De hecho, todas las frutas y verduras contienen una cantidad considerable de agua y, por lo tanto, en ellas la disolución de proteínas y carbohidratos es mucho más fácil. Además, en alimentos de este tipo existe una gran cantidad de sales minerales y enzimas que facilitan los procesos de digestión y digestión de todos los nutrientes y nutrientes del organismo. Las verduras como la lechuga, el rábano, la col lombarda, los tomates y los pepinos pueden consumirse en cantidades ilimitadas.

También puedes usar bayas frescas, vegetales verdes en un número ilimitado, y no solo mejorarás sino que, por el contrario, perderás peso. Obtenga un mayor resultado al perder peso, al ritmo más rápido, quizás abandonando por completo el uso de papas, calabazas y plátanos. Las pausas entre las comidas no deberían ser más de dos horas.

La ausencia total de grasas hará que su cuerpo libere depósitos de grasa, y tipos de frutas como piña, kiwi, limones, naranjas y mandarinas pueden acelerar el proceso de perder peso.

Agregando a ensaladas, tés, jugos de raíz de jengibre molido, también es capaz de acelerar el metabolismo metabólico del cuerpo.

Un ejemplo de menú de dieta dieta refrescante

La primera variante es

Primer desayuno: un vaso de leche agria baja en grasa con una cucharadita de miel natural.

El segundo desayuno: cualquier fruta fresca en cantidades ilimitadas.

Almuerzo: 200 gramos de ensalada de pepinos frescos, tomates, repollo, lechuga y eneldo y perejil; un vaso de jugo de naranja fresco.

Cena: 200 gramos de avena con un puñado de bayas frescas, nueces finamente picadas y una cucharadita de miel natural; un plátano

La segunda variante es

Primer desayuno: 200 gramos de ensalada de fruta fresca, hecha de plátano, uvas de manzana y peras.
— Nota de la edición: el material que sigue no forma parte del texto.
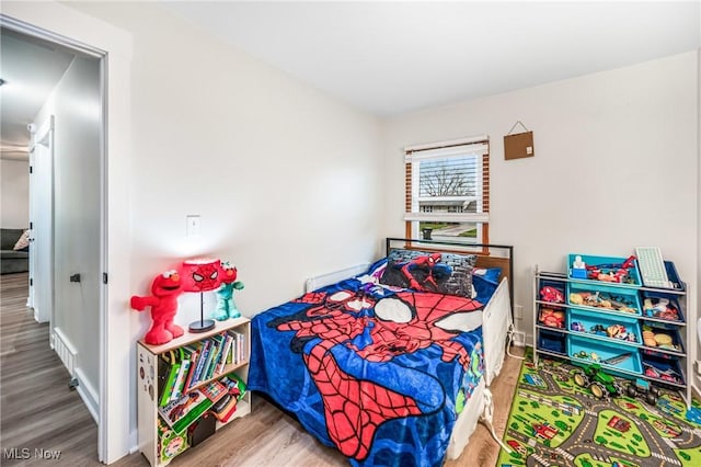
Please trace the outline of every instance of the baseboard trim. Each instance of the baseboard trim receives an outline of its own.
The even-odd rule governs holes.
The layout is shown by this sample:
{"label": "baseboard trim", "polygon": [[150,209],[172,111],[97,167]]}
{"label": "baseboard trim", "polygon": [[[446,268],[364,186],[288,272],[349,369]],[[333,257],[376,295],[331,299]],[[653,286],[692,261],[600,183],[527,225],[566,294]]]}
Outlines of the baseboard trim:
{"label": "baseboard trim", "polygon": [[83,400],[95,423],[100,423],[100,396],[97,396],[97,391],[88,381],[82,369],[76,368],[76,378],[78,378],[78,387],[76,388],[78,395]]}

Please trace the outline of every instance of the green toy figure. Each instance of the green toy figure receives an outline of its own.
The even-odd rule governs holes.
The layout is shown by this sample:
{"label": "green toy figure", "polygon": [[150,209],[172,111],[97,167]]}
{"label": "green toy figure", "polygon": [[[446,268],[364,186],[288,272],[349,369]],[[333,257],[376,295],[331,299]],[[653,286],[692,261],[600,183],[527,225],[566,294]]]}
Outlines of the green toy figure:
{"label": "green toy figure", "polygon": [[241,312],[233,301],[233,291],[241,291],[243,283],[237,281],[237,269],[229,262],[221,263],[221,286],[217,289],[217,310],[212,318],[225,321],[229,318],[238,318]]}

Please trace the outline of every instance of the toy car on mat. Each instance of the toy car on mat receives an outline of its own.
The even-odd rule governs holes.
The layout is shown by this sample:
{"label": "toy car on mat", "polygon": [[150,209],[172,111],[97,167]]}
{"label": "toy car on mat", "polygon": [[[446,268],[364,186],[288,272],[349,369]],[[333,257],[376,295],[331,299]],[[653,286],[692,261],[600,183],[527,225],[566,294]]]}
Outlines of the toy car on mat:
{"label": "toy car on mat", "polygon": [[645,379],[635,379],[634,384],[628,385],[625,394],[631,398],[641,398],[651,406],[657,403],[657,399],[662,395],[657,386],[653,386]]}
{"label": "toy car on mat", "polygon": [[584,369],[577,369],[574,373],[574,383],[583,388],[589,388],[594,397],[601,399],[608,396],[620,395],[621,388],[611,375],[607,375],[601,369],[601,365],[587,365]]}

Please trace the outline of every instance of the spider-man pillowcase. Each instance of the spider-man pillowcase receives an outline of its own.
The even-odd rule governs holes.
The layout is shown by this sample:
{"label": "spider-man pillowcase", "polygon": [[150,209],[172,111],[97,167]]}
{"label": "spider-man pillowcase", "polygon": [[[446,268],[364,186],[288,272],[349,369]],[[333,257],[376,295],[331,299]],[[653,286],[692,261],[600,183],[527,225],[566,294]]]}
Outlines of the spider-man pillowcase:
{"label": "spider-man pillowcase", "polygon": [[392,249],[380,284],[472,298],[475,254]]}

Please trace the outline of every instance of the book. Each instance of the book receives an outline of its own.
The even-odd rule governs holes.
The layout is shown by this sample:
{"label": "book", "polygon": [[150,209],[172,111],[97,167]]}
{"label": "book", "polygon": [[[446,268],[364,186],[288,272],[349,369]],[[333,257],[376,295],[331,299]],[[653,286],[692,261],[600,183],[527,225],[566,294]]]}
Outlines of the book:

Segundo desayuno: un caqui maduro; un vaso de té de menta sin azúcar.

Almuerzo: una taza de remolacha vegetariana; un plato pequeño de lechuga, preparado con aguacate finamente picado, pepino triturado, aceitunas y repollo rojo; una porción de un guiso de zanahorias, cebollas, calabacín, calabacín y calabaza.

Snack: dos grandes rebanadas de sandía o un pequeño melón maduro. Cena: dos papas al horno; Una pequeña taza de ensalada fresca hecha de ensalada de verduras, pepinos, pimiento con aderezo de jugo de limón y cualquier aceite vegetal.

En el menú de aperitivos se permite incluir manzanas frescas, hojas de apio y pepinos frescos.

Al día siguiente, debe abstenerse de comer productos de panadería, grasas animales, azúcar, productos de confitería y café negro natural.

Todo tipo de verduras, frutas, pescado de mar magra, cualquier aceite vegetal, huevos de codorniz y huevos de gallina, todo tipo de cereales se pueden incluir en la ración.